The Louisiana Boardwalk Outlets is an outdoor shopping center combining retail shopping, restaurants, and entertainment. It is located in Bossier City, Louisiana, between the Horseshoe Bossier City and Margaritaville Resort Casino. It is one of the largest outlet malls in Louisiana.

Tenants at the 500,000 square foot (51,000 m^{2}) complex, which opened in May 2005, include Regal Cinemas, Cumulus Broadcasting Studios, Bass Pro Shops, Banana Republic, Justice, and Build-A-Bear Workshop. In addition, there are outlet stores owned by Haggar. There are more than fifty outlet stores, retail stores, restaurants and IMAX.

On March 30, 2008, Louisiana Boardwalk put a curfew in effect. No one under 16 is allowed after 8 p.m. unless accompanied by a parent or guardian.

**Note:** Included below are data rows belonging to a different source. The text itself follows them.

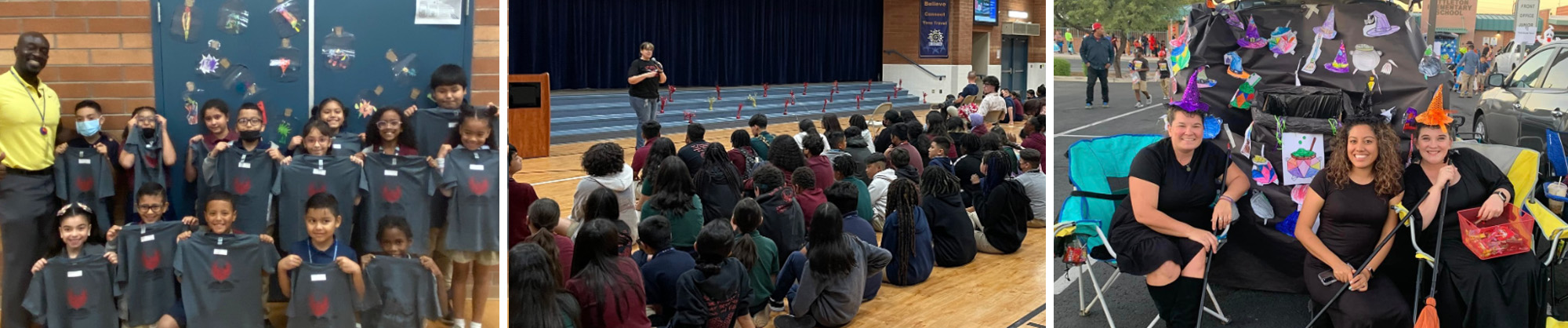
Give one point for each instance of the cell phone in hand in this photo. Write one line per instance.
(1327, 277)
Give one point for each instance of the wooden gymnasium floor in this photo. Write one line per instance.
(993, 291)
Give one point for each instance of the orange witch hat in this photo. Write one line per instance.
(1437, 115)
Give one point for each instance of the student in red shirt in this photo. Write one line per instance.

Louisiana Boardwalk provides a sales tax refund on purchases up to $500 in cash and over $500 by check. Some recent store openings include Under Armour, Rocket Fizz, Express, Pepper Palace and Dollar Tree. The property boasts some of the best restaurants in the area including Hooters, Joe's Crab Shack, Fuddruckers, Sushiko, Saltgrass Steakhouse and IHOP.

After the COVID-19 crisis, customer attendance levels dropped significantly and stores began closing. As of May 2023, many tenants have closed their doors, Nike being the most notable one.